Our process to reconstruct the life cycle of ideas in the field of social psychology led to clusters of keywords that have experienced a similar temporal evolution but could be ascribed to different topics. From this viewpoint, the method is markedly different from more traditional methods for TM whose primary objective is identifying latent topics by detecting recurrent words in documents. Temporal topic analysis, then, extends basic TM to address topic changes of a temporally evolving document corpus. The temporal dimension can enter either added in a refinement step (e.g., Griffiths & Steyvers, 2004) or included in the data representation (e.g., Blei & Lafferty, 2006; Roberts et al., 2016; Wang & McCallum, 2006). Differences between our KBS and TM approaches are noticeable: our approach leads to clusters representing latent dynamics (average trend of words sharing a similar temporal pattern) and that can be multi-topic (individual keywords or word subsets of the cluster can be ascribed to different ideas and topics); TM produces (soft) clusters representing topics (set of words semantically consistent with the drafting of a theme from being co-occurring in documents) and possibly reconstructs the temporal development of each topic (as a whole thus) either completely ignoring (standard TM) or sacrificing (temporal approach) the individual evolution of single words. In conclusion, our approach shares with a temporal TM similar aims to some extent, but is preferable when (key)words are themselves carriers of ideas and hence their own life-cycle is important per se and, in general, when topic categorization is in the end a super-structure more cumbersome than useful (in our opinion, the implementation of theoretical models still leads to limited results). TM tends to cage words in an architecture that is, if not static, however clumsily changing to grasp the individual destinies and changes of words. On this last regard, keywords which change their meaning or aspect over time and so cross different topics would likely be overlooked and missed by TM.

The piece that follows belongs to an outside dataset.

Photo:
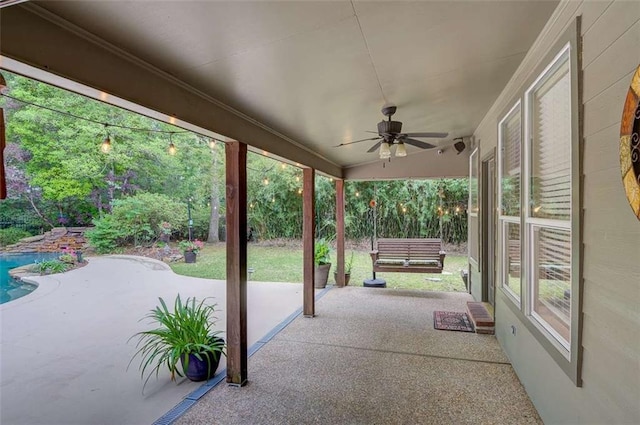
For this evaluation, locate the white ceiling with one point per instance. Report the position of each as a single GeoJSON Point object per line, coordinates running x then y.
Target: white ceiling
{"type": "Point", "coordinates": [319, 72]}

A noteworthy result of applying this method is the possibility of evincing, as a consequence of expert reading of the findings, historical issues (such as crises in the discipline or debates over the use of terms) beyond the life cycle of themes, methods, and processes (see Appendix 3). This method thus makes it possible to grasp important historical issues—even if they are marginal in the journal—thanks to the process of keywords selection (and normalization choice), favoring a more comprehensive reading of history.

The most challenging aspect of a statistical procedure that aims to identify clusters is to decide the number of groups (in our case, groups of keywords that experienced a similar temporal development in terms of presence, absence and frequency) without having any a priori information on the “appropriate” (true, best, expected or desirable) cluster number. In our procedure, the process to select the most appropriate number of clusters is highly articulated and based on pooling a plurality of criteria, but the decision was ultimately taken in agreement with the essential intervention of experts. The most interesting element of this work is that it manages to effectively show that, once sensible and well-founded clusters have been found, the choice between coarser—or finer—clustering solutions is only the level of detail: finer partitions detail the keywords’ trajectories in more specific (but coherent) trends if compared with more general dynamics from which they derive. The method, with the addition of in-depth work on nested structures, also offers different levels of reading—finer and coarser—with a consistency that is not often found in cluster-based analyses. From a statistical learning point of view, these findings are crucial.